Interview with the Facility COO, Maintenance Supervisor, and Facility Staff on December 10, 2024, at 1:30 p.m., confirmed the listed electrical equipment deficiency.
Tag No.: K0920
Based on observation and interview, it was determined the facility failed to maintain electrical wiring systems and equipment in one instance, affecting one of eleven smoke compartments.
Findings include:
1. Observation on December 9, 2024, at 10:23 a.m., revealed there was a power strip plugged into an extension cord in electrical closet number six.

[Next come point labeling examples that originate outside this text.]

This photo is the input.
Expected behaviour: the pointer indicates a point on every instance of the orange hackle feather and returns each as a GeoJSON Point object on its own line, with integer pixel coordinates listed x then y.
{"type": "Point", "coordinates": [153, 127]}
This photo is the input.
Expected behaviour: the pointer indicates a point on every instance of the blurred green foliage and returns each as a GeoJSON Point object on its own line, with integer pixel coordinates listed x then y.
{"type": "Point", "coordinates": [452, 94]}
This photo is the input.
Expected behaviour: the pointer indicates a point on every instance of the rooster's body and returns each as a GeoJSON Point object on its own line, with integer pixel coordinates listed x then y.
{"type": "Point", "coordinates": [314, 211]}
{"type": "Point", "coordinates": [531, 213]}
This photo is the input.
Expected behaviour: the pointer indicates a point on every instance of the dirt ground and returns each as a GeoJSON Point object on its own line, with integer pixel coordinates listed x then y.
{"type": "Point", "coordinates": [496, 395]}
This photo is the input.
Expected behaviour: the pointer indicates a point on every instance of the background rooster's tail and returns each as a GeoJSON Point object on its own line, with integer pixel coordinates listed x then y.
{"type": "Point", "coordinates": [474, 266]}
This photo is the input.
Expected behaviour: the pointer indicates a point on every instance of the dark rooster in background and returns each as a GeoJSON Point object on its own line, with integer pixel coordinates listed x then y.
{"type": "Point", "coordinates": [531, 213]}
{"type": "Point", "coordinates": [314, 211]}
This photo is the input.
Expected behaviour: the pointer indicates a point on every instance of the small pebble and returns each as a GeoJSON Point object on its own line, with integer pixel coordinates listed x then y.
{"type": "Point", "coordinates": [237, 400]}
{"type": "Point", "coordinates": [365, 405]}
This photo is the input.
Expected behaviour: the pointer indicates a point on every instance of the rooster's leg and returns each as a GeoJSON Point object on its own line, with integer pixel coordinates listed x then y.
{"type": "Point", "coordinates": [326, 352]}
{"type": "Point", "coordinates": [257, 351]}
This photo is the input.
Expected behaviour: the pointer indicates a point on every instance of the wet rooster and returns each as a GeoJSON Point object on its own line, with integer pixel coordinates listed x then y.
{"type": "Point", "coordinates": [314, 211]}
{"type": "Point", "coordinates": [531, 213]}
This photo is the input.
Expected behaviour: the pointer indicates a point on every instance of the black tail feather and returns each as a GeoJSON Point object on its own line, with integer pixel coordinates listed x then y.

Interview with the Facility COO, Maintenance Supervisor, and Facility Staff on December 10, 2024, at 1:30 p.m., confirmed the listed electrical wiring systems deficiency.
Tag No.: K0923
Based on observation and interview, it was determined the facility failed to maintain medical gas storage requirements in one instance, affecting one of eleven smoke compartments
Findings include:
1. Observation on December 9, 2024, at 10:33 a.m., revealed there was an unsecured oxygen cylinder in the LTC gym.
Interview with the Facility COO, Maintenance Supervisor, and Facility Staff on December 10, 2024, at 1:30 p.m., confirmed the listed medical gas storage deficiency.